1. A forward body position allows us to use gravity to develop angular momentum and rotational energy when we run. Opinions differ in role of gravity but Svein Otto Kanstad, a physicist and former competitive runner suggests “We are falling forward, and our legs catch us,” he says. With each footfall a runner’s body actually rotates forward, pivoting on the foot in contact with the ground. “It is not a series of jumps, it is a series of rotations.” In a paper published at the end of 2015 Kanstad went on to say “Gravity is there, and it drives us forward, but we immediately kill it by the way we run,” he says. “Just by not being that killer, you can have 10 per cent more energy for free.”

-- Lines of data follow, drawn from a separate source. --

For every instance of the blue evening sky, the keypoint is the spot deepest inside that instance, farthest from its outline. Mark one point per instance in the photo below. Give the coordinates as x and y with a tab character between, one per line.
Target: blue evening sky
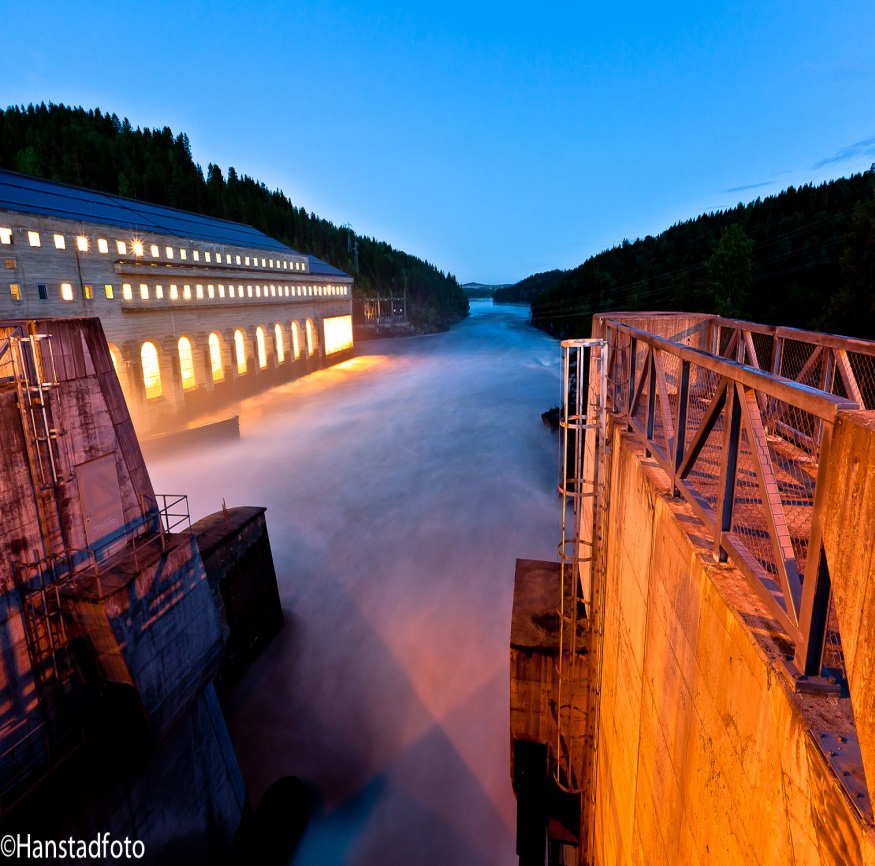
495	140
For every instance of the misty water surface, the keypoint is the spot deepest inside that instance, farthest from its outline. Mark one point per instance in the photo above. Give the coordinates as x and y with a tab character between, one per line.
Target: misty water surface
400	487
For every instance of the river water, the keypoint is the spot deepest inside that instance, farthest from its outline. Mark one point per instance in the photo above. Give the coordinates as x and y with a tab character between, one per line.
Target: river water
400	488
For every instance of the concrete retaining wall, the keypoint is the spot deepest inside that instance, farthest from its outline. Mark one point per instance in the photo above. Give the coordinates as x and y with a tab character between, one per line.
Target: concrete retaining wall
704	752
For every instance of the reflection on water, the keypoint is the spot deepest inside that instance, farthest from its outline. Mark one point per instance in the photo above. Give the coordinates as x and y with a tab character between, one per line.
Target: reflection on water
400	488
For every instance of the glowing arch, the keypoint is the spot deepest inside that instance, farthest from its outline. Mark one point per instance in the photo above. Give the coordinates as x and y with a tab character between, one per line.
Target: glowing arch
186	364
240	347
216	368
151	370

Enjoy the Segway drill and let us know if you agree with Kanstad: Journal reference: Proceedings of the Royal Society A, DOI: 10.1098/rspa.2015.0287
2. A second, less contentious reason, is that a forward body position, where the body is correctly aligned from ankle to shoulder, allows for an optimal hip extension off the back foot. Optimal hip extension helps facilitate the recovery or swing phase of your other leg as it lifts off the ground and comes forward.
3. A forward body position also encourages correct foot placement under the body. Happily, correct foot placement under your centre of mass also means you are more likely to be landing on your mid to fore foot and not your heel so that you can make full use of the stretch shortening cycle which allows the elastic tissues of your lower limbs to act as springs. More free speed if we can get it right!
It is important to introduce these changes to your running gradually so that your tissues can adapt. This takes months, up to 18 months to be precise! So listen your body and don’t get too carried away!